To develop an alloy, researchers add one ore more so-called solute elements to a metallic solvent, such as aluminum or titanium, explains Gary Shiflet, who wrote an analysis of the new results for the journal. But there is a practically infinite number of possible atomic combinations that, in the end, result in wildly differing structural properties.
Saito's group has made "major advances in specific material properties that would be exceedingly difficult to achieve by trial and error," says Shiflet, who works in materials science and engineering at the University of Virginia.
The result, Shiflet says, is an alloy with "spectacular properties" and the promise of materials that "may have the strength to carry a load and be able to perform another distinctive capacity, such as sensing damage and perhaps even repairing themselves."
Shiflet said the discovery, and the computer work that drove it, are incentives for other researchers to concoct new metal mixtures.
Why not water? Water in special compartments?
Sapphire is Al2O3, as is Alumina.
Ah, so. Someone has finally figured out what the gray's are using to build their flying saucers.
And motorists... among them some Freepers... will still flip us the bird for having the gall to ride on THEIR roads.
I wouldn't want to ride it across a bridge.
Accidental discoveries like LSD as a better aspirin?
MSGT,
You may not be an engineer, but you have a better knack for it than most engineers I've worked with.
I think you're exactly right. Nice ideas.
VX , I assume you mean the nerve gas, is an organo-phosphate.
Does that mean Toyota will be 'strongest built cars on the road'?
Great, now you can get rid of your 329, 'cause the new version will only be 5 ounces!
Or be blown over byy a wind gust
I also ride a bike a lot. For every jerk in a car, I have found about 100 jerks on bikes. They are even jerks to other bicyclists.
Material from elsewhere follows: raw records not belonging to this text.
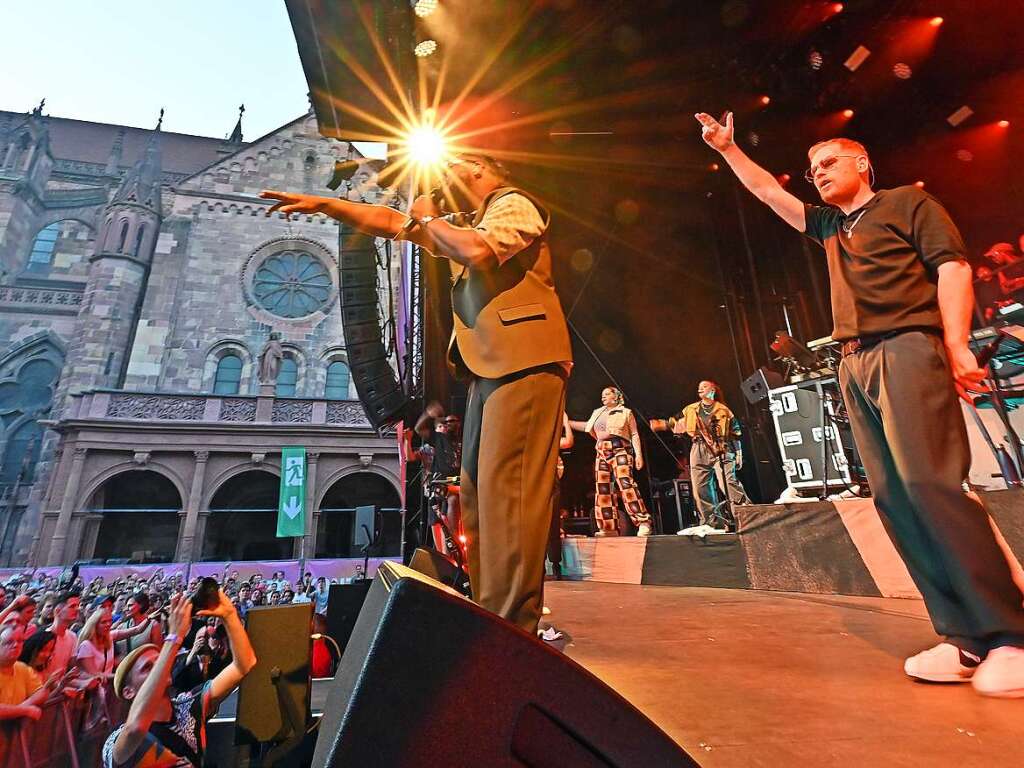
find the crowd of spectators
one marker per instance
(64, 638)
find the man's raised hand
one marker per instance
(289, 203)
(715, 134)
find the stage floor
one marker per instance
(753, 678)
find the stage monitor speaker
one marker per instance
(280, 635)
(344, 602)
(757, 385)
(430, 679)
(376, 383)
(441, 568)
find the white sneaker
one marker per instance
(1001, 674)
(943, 664)
(549, 635)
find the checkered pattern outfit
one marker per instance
(613, 474)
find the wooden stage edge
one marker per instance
(756, 678)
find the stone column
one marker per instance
(307, 546)
(186, 537)
(55, 556)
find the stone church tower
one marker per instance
(139, 282)
(118, 275)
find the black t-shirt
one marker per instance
(884, 259)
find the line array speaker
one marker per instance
(376, 382)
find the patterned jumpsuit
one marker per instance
(613, 471)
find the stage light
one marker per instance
(902, 71)
(424, 8)
(425, 145)
(960, 116)
(425, 48)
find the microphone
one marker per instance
(437, 196)
(985, 354)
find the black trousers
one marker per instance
(909, 429)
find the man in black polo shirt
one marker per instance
(901, 304)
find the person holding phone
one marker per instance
(160, 726)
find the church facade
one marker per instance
(139, 284)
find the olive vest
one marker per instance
(508, 318)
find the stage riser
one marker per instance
(838, 548)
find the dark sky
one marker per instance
(670, 272)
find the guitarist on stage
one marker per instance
(716, 451)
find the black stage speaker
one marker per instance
(441, 568)
(376, 382)
(430, 679)
(280, 635)
(344, 602)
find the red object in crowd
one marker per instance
(322, 663)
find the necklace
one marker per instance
(848, 226)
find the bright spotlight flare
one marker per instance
(426, 152)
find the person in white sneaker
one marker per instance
(902, 301)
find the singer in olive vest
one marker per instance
(511, 341)
(512, 344)
(508, 318)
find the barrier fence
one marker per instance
(70, 732)
(294, 569)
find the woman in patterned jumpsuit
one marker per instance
(619, 451)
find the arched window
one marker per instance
(288, 377)
(124, 238)
(138, 242)
(228, 376)
(16, 460)
(337, 381)
(42, 247)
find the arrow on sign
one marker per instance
(292, 508)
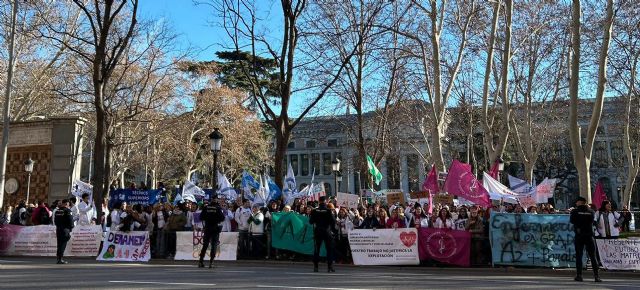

The bike paths I am referring to are separate from the road about 40 ft into a park. They run parallel to the road and go the same place the road does. Still we get a large number of in your face I am going to ride my bike on the road even if it kills both of us folks all the time. Me, I ride my bike on the bike path. It is a whole lot safer and more pleasant.
My first intro to the jerk on a bicycle mentality was in Berkeley, which I think still has the highest concentration. Riding a bicycle the wrong way down the middle of a 5 lane one-way street is to me the height of arrogance. The road running the other direction was one block over.
"lighter planes and rockets... stronger lighter armor plating"
Those seem like the most likely to have a big impact. In addition, perhaps troops could wear metal flack jackets.
"Smart@ss that I was (and probably still am, come to think of it) I said "oh, yeah?""
LOL!
"Still haven't made it thorough Trig, though."
That's the one I hated the most. I took 1st year calculus 3 times---once in high school and twice in college. That was the end of my math quest.
I did have one amazing experience with math, though. As a college freshman, I had to interview an adviser to try to get into "honors calculus." By chance, the person I was interviewing was the teacher of "super honors calculus". This consists of one freshman class (about 30 students)out of all the freshman in the University of Michigan.
This guy concluded that I was smart (which was true) and also concluded that I could do math at a very high level (which turned out not to be true). So, I spent the first half of the first semester of my freshman year trying to solve problems such as: Prove that 1 + 1 = 2. After half a semester, I had failed to solve a single homework problem. I dropped the course.
I made the mistake of trying to take College Algebra and Trig at the same time. I got a B in Algebra, (after 15 semester hours of remedial math classes) but at the 10-week point, I was finally getting the stuff from the first 5 weeks of the trig class. I got a 34% on the final exam, and that was one of my higher grades...
I'll take trig again, some day, but not when I'm taking ANYTHING else.